2015年2月5日木曜日

冬眠

疲弊していた。
体力的にも精神的にも、なんだか疲弊しきっていた。年が明けてから、仕事で休まることがない。休日は強制的に仕事の用事で埋まっていく。
仕事はストレスばかりだ。上から下から患者から外部から何かチクチクと言われる。「申し訳ございません」「すみません」「お願いします」「お願いします」
仕事だと言えばしょうがないし、お金は入ってくるけど、ガリガリと身を削って作ったお金だ。そしてそれは価値があるようで、自分の寿命を削ったと考えたらあまりにも自分の価値は低いかもしれない。

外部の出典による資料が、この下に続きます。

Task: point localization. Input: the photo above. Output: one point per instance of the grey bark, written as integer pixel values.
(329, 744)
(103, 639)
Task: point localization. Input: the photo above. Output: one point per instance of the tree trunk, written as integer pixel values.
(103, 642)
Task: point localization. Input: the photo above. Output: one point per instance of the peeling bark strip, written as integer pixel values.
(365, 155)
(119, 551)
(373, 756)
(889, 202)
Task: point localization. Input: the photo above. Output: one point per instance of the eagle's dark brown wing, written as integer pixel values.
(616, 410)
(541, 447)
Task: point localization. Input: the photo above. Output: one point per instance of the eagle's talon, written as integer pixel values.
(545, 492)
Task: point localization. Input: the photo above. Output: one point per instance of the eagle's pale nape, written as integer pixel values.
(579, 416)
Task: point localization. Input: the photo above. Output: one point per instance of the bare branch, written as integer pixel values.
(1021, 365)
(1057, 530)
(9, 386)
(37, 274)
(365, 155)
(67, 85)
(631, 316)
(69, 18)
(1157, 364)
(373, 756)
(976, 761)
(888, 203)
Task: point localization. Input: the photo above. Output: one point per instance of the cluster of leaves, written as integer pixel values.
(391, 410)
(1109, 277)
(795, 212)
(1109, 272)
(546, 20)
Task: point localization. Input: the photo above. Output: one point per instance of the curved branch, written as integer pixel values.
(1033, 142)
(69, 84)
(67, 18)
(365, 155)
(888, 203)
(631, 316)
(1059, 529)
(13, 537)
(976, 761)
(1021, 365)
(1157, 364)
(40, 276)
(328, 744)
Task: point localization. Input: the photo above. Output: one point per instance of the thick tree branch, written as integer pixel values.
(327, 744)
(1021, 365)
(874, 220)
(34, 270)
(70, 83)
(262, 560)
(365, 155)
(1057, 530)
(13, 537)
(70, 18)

仕事から帰ってくると何もする気が起きない。テレビを付けてみるが、観るわけでも無い。その辺に落ちている漫画をめくってみるが、読むわけでも無い。
ネットを眺める、パワー溢れる人たちの宗教観や政治観や思想や嫉妬がドバドバと流れ込んでくる。それは川の流れのようで、水の勢いでコンクリートが削り取られていくのに似ている。どんどん自我が削り取られて行く。

なんだか良く分からないものに支配されていきそうだ。
嫌になって、早々と布団に潜り込んだ。嫌だ嫌だ。でもきっとこんな嫌な気持ちは、沢山眠ってしまえば消える。明日になれば消える。と思って目を瞑ると、疲れていたせいか直ぐに眠りに落ちて、そしてすぐに朝が来て、そこにはやっぱり疲弊した自分がいた。

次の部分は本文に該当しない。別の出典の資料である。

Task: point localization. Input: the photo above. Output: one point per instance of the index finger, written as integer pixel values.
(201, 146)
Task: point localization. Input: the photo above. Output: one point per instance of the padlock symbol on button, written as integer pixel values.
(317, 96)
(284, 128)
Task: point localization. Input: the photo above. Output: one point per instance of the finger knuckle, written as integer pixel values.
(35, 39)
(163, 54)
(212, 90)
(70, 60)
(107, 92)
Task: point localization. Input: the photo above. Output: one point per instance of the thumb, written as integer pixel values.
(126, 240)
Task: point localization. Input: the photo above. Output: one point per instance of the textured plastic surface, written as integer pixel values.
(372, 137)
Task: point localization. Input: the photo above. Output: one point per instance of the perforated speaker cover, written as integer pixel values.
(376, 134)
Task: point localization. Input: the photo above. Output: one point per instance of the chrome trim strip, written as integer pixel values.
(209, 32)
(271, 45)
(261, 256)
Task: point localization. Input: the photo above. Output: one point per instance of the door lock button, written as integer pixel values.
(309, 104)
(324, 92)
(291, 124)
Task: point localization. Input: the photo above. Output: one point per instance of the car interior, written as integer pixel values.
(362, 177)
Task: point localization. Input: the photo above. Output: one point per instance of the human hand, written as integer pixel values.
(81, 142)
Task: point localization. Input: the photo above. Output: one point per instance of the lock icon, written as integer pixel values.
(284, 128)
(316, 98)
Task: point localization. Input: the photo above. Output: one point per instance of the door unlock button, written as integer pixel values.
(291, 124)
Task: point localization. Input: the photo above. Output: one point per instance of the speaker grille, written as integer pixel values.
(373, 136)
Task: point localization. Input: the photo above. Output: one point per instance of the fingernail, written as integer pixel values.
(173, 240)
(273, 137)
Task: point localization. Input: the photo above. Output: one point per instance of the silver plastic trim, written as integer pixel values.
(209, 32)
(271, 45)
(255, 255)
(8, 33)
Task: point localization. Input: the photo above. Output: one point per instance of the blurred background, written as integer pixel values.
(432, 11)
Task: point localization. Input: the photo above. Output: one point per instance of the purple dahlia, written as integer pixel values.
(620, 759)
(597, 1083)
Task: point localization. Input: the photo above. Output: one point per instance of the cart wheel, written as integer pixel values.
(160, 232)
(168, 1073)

何も生み出せなかった。唯一楽しみだった「書くこと」も出来ない。あんなに気合を入れて、やります、と言ったことも実現出来ていない。そんな状態のまま、グズグズともう今年も一か月が経ってしまった。


そんな中風邪を引いた。久しぶりに39℃の熱が出て、薬を飲み、朦朧としながら布団に潜り込んだ。沢山眠ったら良くなる。きっと良くなる。

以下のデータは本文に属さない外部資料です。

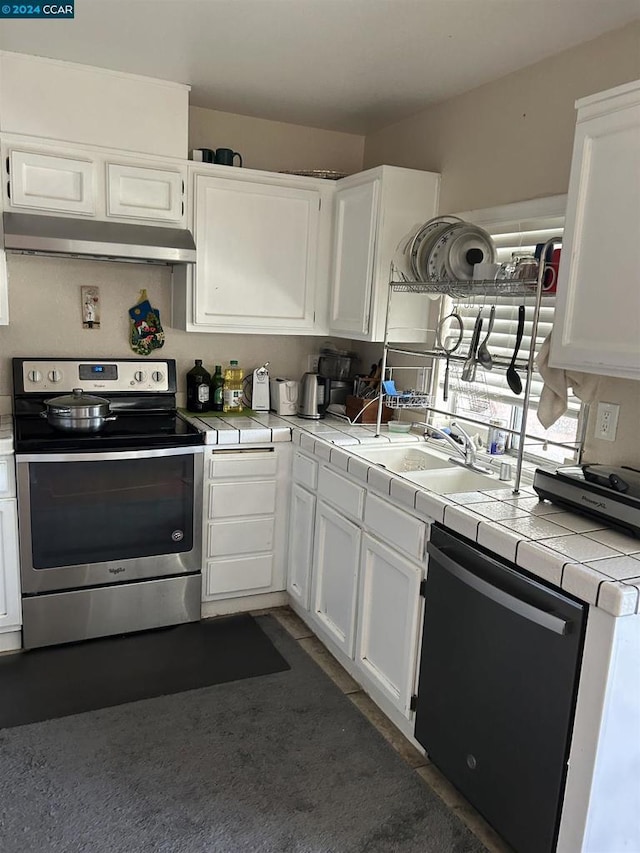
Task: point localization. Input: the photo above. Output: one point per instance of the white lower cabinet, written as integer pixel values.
(301, 524)
(336, 558)
(355, 565)
(10, 609)
(245, 510)
(388, 615)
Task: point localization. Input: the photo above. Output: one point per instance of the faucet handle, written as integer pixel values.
(470, 442)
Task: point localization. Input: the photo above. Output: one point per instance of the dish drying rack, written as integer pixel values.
(473, 292)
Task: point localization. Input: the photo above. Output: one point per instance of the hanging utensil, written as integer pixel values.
(484, 356)
(513, 380)
(469, 367)
(453, 344)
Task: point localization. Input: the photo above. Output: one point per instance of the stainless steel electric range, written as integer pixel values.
(110, 521)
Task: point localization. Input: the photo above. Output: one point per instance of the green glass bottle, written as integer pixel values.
(198, 380)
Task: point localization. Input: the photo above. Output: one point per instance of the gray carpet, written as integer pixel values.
(282, 763)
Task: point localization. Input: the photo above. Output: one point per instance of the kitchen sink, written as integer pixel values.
(401, 460)
(454, 479)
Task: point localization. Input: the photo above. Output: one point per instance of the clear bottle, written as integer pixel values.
(198, 380)
(217, 386)
(232, 393)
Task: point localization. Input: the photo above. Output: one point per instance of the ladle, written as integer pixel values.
(453, 344)
(484, 356)
(513, 380)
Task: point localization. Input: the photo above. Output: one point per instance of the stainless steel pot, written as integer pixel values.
(78, 412)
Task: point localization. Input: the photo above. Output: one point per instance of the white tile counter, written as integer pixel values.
(583, 556)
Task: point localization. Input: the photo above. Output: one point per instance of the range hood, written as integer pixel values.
(82, 238)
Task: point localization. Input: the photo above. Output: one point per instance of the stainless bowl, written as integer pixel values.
(77, 412)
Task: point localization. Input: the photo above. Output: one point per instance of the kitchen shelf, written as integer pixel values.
(471, 292)
(469, 289)
(519, 364)
(408, 401)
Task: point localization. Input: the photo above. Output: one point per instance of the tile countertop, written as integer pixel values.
(596, 563)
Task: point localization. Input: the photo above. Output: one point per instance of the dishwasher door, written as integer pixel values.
(498, 680)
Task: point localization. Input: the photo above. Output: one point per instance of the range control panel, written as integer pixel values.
(62, 376)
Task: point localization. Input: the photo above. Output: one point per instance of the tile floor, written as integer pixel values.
(415, 759)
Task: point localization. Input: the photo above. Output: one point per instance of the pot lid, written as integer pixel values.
(76, 399)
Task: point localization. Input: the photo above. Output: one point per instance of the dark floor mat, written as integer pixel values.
(42, 684)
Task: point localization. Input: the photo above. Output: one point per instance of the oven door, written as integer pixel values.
(89, 519)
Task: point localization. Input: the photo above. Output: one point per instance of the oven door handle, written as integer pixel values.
(115, 455)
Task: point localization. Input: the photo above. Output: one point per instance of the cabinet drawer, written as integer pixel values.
(340, 492)
(248, 464)
(396, 527)
(238, 575)
(305, 470)
(241, 536)
(240, 499)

そう思いたい一方で、こういう疲弊から逃れることって、どんどん困難になっていくのかもなぁと思った。快調の中にあった不調が、そのうち逆転して、不調の中に快調があるようになっていくんだろうか。それがつまり老いということで、削り取られて小さくなって、最終的に死に抗えられずに支配されてしまうのだろうか。
絶望的だ。

沢山眠ったら、明日が良い明日になっていますように。
自分が動かなければ、好転など決してしないのに、眠ることしか出来ないし、ああ、眠い。